In this series we ask lawyers and others in the legal industry what their law firms are doing with legal technology. Automio’s Claudia King caught up with Sarah Jones, director at law firm JHK Legal, who heads the commercial team at the firm’s Sydney office.
Sarah is the sort of person I want to be when I grow up. Except Sarah is younger than me, so I’m not too sure how that works. Sarah is super smart, sophisticated, successful and fabulous. She became a director at JHK Legal when she was just 27 years old and specialises in commercial law. JHK Legal was founded in 2011 and in just 6 years they’ve grown to a team of 50 people across 4 offices in Sydney, Melbourne, Brisbane and the Sunshine Coast.
Since the beginning the JHK Legal team have done innovative stuff, like their launch of online conveyancing brand MKP Conveyancing. They love cool tech. They even have a groovy firm hashtag #allthewaywithJHK to promote all their ridiculously fun team events.
Sarah tells of her views on automation and how JHK Legal is using technology to plan for growth.
What do you say to people who think automation will put lawyers out of work?
I say: that’s nuts!
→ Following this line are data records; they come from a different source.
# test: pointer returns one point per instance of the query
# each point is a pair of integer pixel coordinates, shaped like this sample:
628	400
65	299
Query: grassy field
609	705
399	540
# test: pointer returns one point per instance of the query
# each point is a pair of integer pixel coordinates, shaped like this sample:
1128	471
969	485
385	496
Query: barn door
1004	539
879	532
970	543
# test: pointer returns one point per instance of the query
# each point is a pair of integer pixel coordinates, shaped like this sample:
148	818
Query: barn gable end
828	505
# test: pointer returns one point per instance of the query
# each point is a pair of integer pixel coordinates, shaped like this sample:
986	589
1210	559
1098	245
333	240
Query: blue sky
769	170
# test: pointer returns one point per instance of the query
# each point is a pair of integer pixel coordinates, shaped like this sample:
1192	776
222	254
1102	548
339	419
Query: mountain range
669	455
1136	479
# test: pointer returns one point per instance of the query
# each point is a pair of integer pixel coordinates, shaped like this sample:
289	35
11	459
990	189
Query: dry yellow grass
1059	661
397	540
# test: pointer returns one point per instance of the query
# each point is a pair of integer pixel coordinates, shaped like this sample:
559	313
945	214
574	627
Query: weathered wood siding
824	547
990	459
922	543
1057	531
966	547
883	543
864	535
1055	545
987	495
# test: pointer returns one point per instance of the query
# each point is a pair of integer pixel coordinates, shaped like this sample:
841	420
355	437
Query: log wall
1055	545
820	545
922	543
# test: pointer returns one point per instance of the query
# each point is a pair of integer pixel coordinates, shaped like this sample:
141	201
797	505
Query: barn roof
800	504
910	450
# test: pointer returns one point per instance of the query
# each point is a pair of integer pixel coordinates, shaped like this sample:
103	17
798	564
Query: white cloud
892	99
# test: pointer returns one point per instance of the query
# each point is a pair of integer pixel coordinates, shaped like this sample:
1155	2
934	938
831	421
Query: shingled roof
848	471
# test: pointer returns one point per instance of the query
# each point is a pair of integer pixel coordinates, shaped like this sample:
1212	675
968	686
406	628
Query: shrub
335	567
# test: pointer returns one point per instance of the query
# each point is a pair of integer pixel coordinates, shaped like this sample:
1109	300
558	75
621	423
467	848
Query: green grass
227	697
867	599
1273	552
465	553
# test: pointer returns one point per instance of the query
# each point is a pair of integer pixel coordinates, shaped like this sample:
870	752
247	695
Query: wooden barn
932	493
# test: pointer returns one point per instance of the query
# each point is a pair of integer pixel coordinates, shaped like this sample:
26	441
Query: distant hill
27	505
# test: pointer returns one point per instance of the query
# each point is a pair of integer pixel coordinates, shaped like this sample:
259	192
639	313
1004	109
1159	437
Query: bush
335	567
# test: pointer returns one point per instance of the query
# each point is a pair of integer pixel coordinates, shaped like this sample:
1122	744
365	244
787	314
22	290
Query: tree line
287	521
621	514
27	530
Automation works with lawyers: it helps us be more efficient and provide our clients with genuine value for money.
Efficiency (for the most part) often simply means lowering costs and giving more access to justice to mums and dads and SMEs.
An example is a debt recovery claim. Automation helps with the form of the document itself, and with the data entry of the names and figures. The lawyer works with the form that’s been automated and reviews the material and drafts the pleadings. The lawyer is still needed, but has been able to cut the time (mostly unskilled time) in formatting the document. If the firm is charging a fixed fee then it will usually ultimately save both the client and the firm money.
What advice do you have for lawyers to help them stay ahead of the wave of change coming to our industry?
Embrace change now. Change is difficult to adapt to, so you need time to get used to things. If you get on board and start implementing new technologies, new billing practices, or new ways of operating in the law early on: you’ll have a jump on a number of your competitors in the legal world.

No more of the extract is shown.